Johnathan C. answered 04/23/20
Part-Time Chemistry and Math Tutor
The first step to these types of problems is to balance the entire equation.
Luckily this reaction's equation is balanced and each compound has a coefficient of 1 meaning that if you react one mole of KHCO3 with one mole of HCl you would produce one mole each of the reactants.
The next step is to determine the molar mass of each compound and you do this by adding the individual mass of each element in the compound to obtain a grand sum.
Molar Mass of KHCO3 = 100.115 g/mol
Molar Mass of HCl = 36.46 g/mol
Molar Mass of H2O = 18.01528 g/mol
Molar Mass of KCl = 74.5513 g/mol
Molar Mass of CO2 = 44.01 g/mol
Now that we know these values we can move on to the actual calculation.

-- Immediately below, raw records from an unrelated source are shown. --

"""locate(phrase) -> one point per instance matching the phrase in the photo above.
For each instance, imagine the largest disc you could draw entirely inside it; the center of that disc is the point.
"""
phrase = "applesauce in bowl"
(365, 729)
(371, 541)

There is a problem; however, because you didn't specify if there is a limiting reagent or not. Limiting reagents are the compound that will be used up in the reaction first and stop the reaction from continuing. To determine the limiting reagent all you need to do is take the amount of each reactant and convert the amount to moles and the compound that has the lowest amount of moles is the limiting reagent.

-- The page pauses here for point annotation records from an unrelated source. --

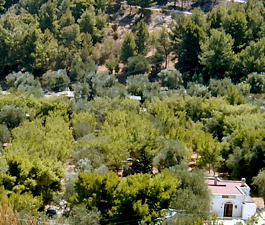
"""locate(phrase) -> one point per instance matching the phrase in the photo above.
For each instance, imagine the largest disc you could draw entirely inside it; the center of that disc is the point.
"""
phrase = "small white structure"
(231, 199)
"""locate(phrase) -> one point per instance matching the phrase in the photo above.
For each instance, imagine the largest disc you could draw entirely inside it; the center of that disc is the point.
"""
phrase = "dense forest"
(199, 83)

You either start the calculation with the amount of the limiting reagent you have (see above) or you start out with whatever amount the questions asks for (i.e you have 0.8g of HCl and KHCO3 is in excess, blah, blah, how much water can be produced?).
I'm going to start the calculation with an arbitrary amount of KHCO3 and follow it all the way through for CO2 since the process is the exact same for determining the amounts of all the products.
(1.5 g of KHCO3) * (1 mol of KHCO3 / 100.115 g) * (1 mol CO2 / 1 mol KHCO3) * (44.01 g / 1 mol CO2 ) = 0.659 gram of CO2 produced.